Rio — O centroavante Rodrigo Castillo, do Fluminense, avaliou as principais diferenças entre o futebol argentino e brasileiro. Ele estreou pelo Tricolor no último dia 12 de março, e há um mês no clube, afirmou que os passes curtos são a maior dificuldade em relação ao estilo de jogo nos países.

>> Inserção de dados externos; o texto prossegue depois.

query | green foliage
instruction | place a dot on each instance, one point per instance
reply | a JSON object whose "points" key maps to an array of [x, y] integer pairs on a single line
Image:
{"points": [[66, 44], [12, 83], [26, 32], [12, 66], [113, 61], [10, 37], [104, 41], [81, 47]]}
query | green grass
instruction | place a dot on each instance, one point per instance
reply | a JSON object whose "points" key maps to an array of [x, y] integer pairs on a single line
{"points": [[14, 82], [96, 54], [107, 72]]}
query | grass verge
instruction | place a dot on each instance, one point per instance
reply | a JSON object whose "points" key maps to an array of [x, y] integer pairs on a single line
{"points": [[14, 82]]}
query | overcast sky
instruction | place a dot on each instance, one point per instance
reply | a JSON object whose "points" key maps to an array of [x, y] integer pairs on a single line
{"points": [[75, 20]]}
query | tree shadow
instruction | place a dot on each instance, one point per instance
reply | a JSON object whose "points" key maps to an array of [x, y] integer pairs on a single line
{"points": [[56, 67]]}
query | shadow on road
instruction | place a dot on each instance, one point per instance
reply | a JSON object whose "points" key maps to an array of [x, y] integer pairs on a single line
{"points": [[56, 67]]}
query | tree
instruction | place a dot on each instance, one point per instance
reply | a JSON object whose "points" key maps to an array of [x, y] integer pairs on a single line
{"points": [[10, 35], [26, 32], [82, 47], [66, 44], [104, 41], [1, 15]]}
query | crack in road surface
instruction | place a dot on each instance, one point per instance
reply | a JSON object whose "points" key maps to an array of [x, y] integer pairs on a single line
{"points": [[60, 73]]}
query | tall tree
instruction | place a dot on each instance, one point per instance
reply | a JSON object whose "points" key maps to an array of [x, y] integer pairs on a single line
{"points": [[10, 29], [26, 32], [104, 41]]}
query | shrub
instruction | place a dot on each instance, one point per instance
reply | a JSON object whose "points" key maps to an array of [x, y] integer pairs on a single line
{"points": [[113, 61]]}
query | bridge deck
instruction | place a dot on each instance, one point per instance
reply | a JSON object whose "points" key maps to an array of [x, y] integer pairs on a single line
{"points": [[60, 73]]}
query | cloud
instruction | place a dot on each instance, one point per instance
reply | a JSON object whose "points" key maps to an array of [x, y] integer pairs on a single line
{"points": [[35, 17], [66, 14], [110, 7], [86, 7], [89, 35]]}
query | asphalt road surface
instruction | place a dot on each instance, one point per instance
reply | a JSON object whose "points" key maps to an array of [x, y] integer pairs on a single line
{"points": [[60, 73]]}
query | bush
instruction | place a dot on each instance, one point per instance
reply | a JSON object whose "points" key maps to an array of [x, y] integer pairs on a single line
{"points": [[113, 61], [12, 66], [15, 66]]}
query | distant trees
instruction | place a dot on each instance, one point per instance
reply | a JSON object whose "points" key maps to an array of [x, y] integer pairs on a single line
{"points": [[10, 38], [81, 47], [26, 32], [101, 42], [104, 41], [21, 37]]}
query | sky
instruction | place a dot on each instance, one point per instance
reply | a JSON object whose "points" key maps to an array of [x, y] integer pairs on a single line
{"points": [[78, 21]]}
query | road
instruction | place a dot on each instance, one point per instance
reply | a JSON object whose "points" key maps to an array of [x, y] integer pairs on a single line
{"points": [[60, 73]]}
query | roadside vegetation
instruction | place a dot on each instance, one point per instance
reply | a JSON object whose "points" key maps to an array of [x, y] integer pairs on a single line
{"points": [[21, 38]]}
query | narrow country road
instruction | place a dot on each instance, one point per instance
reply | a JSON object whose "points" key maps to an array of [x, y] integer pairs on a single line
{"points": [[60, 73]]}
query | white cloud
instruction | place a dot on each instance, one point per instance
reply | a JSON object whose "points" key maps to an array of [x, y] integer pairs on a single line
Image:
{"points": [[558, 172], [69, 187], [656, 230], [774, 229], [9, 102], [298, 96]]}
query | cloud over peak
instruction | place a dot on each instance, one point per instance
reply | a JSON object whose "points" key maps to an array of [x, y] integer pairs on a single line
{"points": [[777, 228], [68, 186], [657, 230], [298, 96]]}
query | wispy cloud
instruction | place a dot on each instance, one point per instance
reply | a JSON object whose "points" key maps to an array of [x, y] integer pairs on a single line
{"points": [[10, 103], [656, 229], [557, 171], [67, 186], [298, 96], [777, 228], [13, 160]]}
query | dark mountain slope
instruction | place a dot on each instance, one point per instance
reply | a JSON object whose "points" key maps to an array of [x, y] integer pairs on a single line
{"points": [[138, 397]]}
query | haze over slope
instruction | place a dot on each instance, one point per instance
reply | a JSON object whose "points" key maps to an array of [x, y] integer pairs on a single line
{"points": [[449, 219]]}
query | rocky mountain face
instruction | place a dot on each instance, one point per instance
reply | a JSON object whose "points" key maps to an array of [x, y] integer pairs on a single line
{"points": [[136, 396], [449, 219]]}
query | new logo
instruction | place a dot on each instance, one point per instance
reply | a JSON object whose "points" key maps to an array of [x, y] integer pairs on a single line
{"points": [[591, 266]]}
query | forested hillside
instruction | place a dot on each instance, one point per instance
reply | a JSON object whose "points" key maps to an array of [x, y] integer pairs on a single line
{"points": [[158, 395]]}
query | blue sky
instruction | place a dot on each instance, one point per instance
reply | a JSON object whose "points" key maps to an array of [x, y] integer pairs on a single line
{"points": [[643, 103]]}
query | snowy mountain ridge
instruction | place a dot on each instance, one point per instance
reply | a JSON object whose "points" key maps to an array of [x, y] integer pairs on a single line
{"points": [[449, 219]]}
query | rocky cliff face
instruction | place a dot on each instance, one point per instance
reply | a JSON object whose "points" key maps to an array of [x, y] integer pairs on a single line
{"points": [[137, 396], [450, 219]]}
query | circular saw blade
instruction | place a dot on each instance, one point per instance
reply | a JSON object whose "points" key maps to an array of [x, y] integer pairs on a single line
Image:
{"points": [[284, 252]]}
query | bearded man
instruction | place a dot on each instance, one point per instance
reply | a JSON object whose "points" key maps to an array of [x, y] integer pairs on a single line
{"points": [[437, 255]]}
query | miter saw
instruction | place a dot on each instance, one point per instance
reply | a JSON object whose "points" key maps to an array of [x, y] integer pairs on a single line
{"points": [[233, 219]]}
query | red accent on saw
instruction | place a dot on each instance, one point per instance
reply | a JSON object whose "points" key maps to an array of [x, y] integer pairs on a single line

"O mais difícil é o tempo todo passe curto, entender esse jogo como se joga. Na Argentina, quando se chega no quarto final já vem o cruzamento. Aqui não, se busca o passe curto para chegar com mais clareza. O nove tem que ter paciência nesse sentido e encontrar o momento certo para fazer a diagonal ou aproveitar o cruzamento", disse, em entrevista ao "ge".
O jogador de 28 anos custou 10 milhões de dólares (R$ 51,7 milhões na cotação atual), tornando-se a contratação mais cara da história do Fluminense. Castillo, no entanto, garante que o rótulo não o pressiona.
"Não me preocupo com isso, de ficar pensando sobre. Sei que é uma responsabilidade e um orgulho. Significa que vinha fazendo as coisas bem e por isso me contrataram. Depois é mostrar em campo porque pagaram esse valor por mim."
O atleta ainda falou da lembrança que guarda diariamente de seu pai, Miguel. "É meu ídolo na vida. Me ensinou todas as coisas. A ser uma boa pessoa sobretudo. Foi meu guia no que é a vida e ser uma boa pessoa. Chegou a me ver jogar até os 18 anos", lembrou.
Castillo pode fazer sua estreia na Libertadores nesta quarta-feira (15), contra o Independiente Rivadavia, às 21h30.